# Continuum Property implies Well-Ordering Principle

## Theorem

The Continuum Property of the positive real numbers $\R_{\ge 0}$ implies the Well-Ordering Principle of the natural numbers $\N$.

## Proof

Suppose that the set of positive real numbers $\R_{\ge 0}$ has the Continuum Property.

Aiming for a contradiction, let $T \subseteq \N$ be a subset of $\N$ which has no smallest element.

Then:

- $\forall t \in T: \exists u \in T: u < t$

Let $A \in \R_{\ge 0}$.

For every $t \in T$, let $a_t = \dfrac A {2^t}$.

We have that $t \in \N$, so $t \ge 0$.

Therefore $2^t \ge 1$.

This $a_t$ can never be greater than $A$.

Therefore $\left\{{a_t: t \in T}\right\}$ has an upper bound.

As $\R_{\ge 0}$ has the Continuum Property, it follows that $\left\{{a_t: t \in T}\right\}$ has a supremum $B$.

We have that $\dfrac {7 B} 8 < B$.

Thus $\dfrac {7 B} 8$ is not an upper bound of $\left\{{a_t: t \in T}\right\}$.

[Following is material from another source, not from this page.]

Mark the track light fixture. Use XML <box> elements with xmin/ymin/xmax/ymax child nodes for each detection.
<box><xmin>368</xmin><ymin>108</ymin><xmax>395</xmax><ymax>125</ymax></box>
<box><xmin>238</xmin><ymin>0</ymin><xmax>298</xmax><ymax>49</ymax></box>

Therefore there exists $m \in T$ such that:

- $a_m > \dfrac {7B} 8$

Then there is $n \in T$ such that $n < m$.

Let $n = m - p$.

Then:

\(\displaystyle a_n\) | \(=\) | \(\displaystyle \dfrac A {2^n}\) | |||||||||||

\(\displaystyle \) | \(=\) | \(\displaystyle \dfrac A {2^{m - p} }\) | |||||||||||

\(\displaystyle \) | \(=\) | \(\displaystyle \dfrac {A \cdot 2^p} {2^m}\) | |||||||||||

\(\displaystyle \) | \(\ge\) | \(\displaystyle \dfrac {A \cdot 2} {2^m}\) | |||||||||||

\(\displaystyle \) | \(=\) | \(\displaystyle 2 \cdot a_m\) | |||||||||||

\(\displaystyle \) | \(>\) | \(\displaystyle 2 \cdot \dfrac {7B} 8\) | |||||||||||

\(\displaystyle \) | \(=\) | \(\displaystyle \dfrac {7B} 4\) | |||||||||||

\(\displaystyle \) | \(>\) | \(\displaystyle B\) |

Therefore $a_n > B$.

This contradicts the supposition that $B$ is the supremum of $\left\{{a_t: t \in T}\right\}$

Thus our initial supposition that $T \subseteq \N$ has no smallest element was false.

As $T$ is arbitrary, it follows that each $T \subseteq \N$ has a smallest element.

Thus the Well-Ordering Principle holds for $\N$, as was to be proved.

$\blacksquare$